Pertanto, dice la Cassazione, nonostante il riferimento normativo sia antecedente al Codice del consumo, tuttavia, quella disposizione codicistica, vigente prima dell’entrata in vigore del decreto legislativo n. 206/2005 contiene principi ad esso sovrapponibili e trasferiti dalla direttiva comunitaria innanzi citata.
Ai fini dell’applicazione della disciplina di cui agli artt. 1469 bis e segg. cod. civ., ricorda la Cassazione, deve essere considerato "consumatore" la persona fisica che, anche se svolge attività imprenditoriale o professionale, conclude un qualche contratto per la soddisfazione di esigenze della vita quotidiana aliene dall’esercizio della propria attività professionale, mentre deve essere considerato "professionista" tanto la persona fisica, quanto quella giuridica, sia pubblica che privata, che, invece, utilizza il contratto nell’ambito della propria attività imprenditoriale o professionale. Perchè ricorra la figura del "professionista" non è necessario che il contratto sia posto in essere nell’esercizio dell’attività propria dell’impresa o della professione, essendo sufficiente che esso venga posto in essere per uno scopo connesso all’esercizio dell'attività imprenditoriale o professionale" (cfr. Cass. 11933/2006; Cass. 4208/2007; Cass. 13083/2007; Cass. 21763/2013). Valutazione quella sulla qualità del consumatore, rimessa al giudice di merito e peraltro rilevabile d’ufficio. Con particolare riferimento all’applicabilità, alla clausola in esame della disciplina di cui agli artt. 1469 bis e seguenti del c.c., essa quindi va considerata vessatoria, indipendentemente dal valore di essa, accessorio o essenziale, nell’economia dell’intero contratto e alla responsabilità del gestore recipient in relazione alle omissioni del donating.

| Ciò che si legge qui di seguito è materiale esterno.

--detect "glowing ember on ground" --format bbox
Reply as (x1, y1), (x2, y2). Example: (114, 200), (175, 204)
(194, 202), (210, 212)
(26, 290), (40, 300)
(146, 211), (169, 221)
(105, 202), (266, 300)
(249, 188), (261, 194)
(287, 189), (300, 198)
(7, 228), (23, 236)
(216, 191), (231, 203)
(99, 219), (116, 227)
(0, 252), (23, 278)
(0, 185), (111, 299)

La Suprema Corte cassa dunque la sentenza impugnata, rinviandola al giudice di merito, il quale dovrà decidere nuovamente la controversia sulla base del seguente principio di diritto espresso nell’occasione dagli ermellini:
"Nell’ambito dei contratti di telefonia mobile, al fine di valutare le pattuizioni contenute nelle condizioni generali di contratto e nelle opzioni prescelte dall'utente, il giudice deve preliminarmente, anche d'ufficio, individuare la qualità dei contraenti al fine di valutare correttamente, alla luce del principio sinallagmatico, l'eventuale squilibrio dei diritti e degli obblighi derivanti dalle clausole stipulate e la loro vessatorietà con tutte le conseguenze da ciò derivanti".